先月31日から開かれている国連・宇宙空間平和利用委員会の法律小委員会は、新型コロナウイルスの影響で2年ぶりの開催となりました。最大の焦点は惑星など天体での資源開発をめぐる扱いです。
2020年代に月の資源開発を目指すアメリカは国際的な合意形成ができる前に活動をはじめることになりかねず、宇宙空間の探査や利用の原則などを定めた宇宙条約の加盟国の間では、惑星などの資源開発をめぐるルールの整備を求める声が高まっています。

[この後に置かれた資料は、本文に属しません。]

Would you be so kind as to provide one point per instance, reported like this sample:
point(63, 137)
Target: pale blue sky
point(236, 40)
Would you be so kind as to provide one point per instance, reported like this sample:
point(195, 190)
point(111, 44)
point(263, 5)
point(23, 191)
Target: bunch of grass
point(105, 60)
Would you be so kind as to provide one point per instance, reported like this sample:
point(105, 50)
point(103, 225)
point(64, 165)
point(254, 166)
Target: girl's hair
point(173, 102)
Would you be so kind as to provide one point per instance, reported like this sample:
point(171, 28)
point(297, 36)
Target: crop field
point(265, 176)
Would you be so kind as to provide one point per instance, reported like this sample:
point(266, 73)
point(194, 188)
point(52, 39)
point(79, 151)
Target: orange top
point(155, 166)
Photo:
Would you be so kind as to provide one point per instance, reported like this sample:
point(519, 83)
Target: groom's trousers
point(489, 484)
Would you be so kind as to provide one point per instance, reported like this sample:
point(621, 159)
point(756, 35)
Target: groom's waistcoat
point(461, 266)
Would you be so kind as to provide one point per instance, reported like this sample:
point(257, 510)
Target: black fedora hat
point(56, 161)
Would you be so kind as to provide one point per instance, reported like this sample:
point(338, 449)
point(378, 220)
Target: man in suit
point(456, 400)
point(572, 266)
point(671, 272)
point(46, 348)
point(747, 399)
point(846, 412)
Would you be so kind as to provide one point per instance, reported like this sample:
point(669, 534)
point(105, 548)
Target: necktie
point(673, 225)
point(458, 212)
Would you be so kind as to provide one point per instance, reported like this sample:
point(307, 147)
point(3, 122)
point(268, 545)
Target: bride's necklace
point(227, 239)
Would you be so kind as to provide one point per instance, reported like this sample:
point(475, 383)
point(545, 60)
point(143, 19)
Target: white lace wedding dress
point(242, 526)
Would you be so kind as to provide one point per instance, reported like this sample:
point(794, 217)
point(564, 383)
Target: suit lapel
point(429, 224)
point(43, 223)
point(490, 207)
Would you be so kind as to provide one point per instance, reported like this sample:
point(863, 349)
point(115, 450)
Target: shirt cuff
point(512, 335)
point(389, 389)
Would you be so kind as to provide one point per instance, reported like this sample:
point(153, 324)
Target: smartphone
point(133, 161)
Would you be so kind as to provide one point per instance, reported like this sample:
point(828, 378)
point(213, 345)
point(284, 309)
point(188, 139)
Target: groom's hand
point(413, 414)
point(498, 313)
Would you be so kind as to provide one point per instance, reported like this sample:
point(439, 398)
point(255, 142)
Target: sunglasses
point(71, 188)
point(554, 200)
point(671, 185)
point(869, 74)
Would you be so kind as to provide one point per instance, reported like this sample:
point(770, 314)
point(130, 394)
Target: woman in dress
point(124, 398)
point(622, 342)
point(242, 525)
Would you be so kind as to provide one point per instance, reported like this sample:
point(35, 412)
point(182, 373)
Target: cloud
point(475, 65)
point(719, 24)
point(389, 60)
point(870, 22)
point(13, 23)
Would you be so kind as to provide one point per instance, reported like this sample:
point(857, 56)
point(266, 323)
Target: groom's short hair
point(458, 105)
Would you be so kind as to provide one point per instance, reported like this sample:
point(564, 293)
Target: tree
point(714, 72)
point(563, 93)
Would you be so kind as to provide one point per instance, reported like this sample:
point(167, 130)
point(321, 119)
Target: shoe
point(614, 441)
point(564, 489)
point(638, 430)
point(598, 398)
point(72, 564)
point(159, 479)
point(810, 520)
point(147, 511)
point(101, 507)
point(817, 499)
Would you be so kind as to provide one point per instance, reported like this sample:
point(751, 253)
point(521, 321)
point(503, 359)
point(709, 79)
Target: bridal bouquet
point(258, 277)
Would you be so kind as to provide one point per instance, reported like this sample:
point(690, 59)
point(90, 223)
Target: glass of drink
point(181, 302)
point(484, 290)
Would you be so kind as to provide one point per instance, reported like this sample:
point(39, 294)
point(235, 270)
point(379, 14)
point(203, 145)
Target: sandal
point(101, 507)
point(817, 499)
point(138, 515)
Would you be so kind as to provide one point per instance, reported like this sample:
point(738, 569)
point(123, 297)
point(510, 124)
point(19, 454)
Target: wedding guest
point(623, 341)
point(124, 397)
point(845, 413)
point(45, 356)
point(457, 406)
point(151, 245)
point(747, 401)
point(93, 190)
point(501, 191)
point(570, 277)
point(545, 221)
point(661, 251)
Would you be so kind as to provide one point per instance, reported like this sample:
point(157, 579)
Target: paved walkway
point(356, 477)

会議初日には、まずドイツなどヨーロッパ各国が5年かけて資源開発に関する国際的な合意形成を積極的に目指す提案をしました。
しかし、先進国のペースで議論が進むことを警戒する途上国側は、「宇宙資源は皆のものだ」と主張し、先進国を牽制しました。
また中国は、アメリカが日本やヨーロッパ各国と結んだ月開発に関する合意について取り上げ、国連の枠組み外での動きに懸念を示しました。
国連・宇宙空間平和利用委員会で日本人として初めて議長役を務める慶應大学の青木節子議長は、各国の立場に隔たりがある中で、国際法に従った秩序ある宇宙開発を進めるためには、今回の会議を通して、具体的なルール作りの場となる作業部会を発足させられるかどうかがカギだとしています。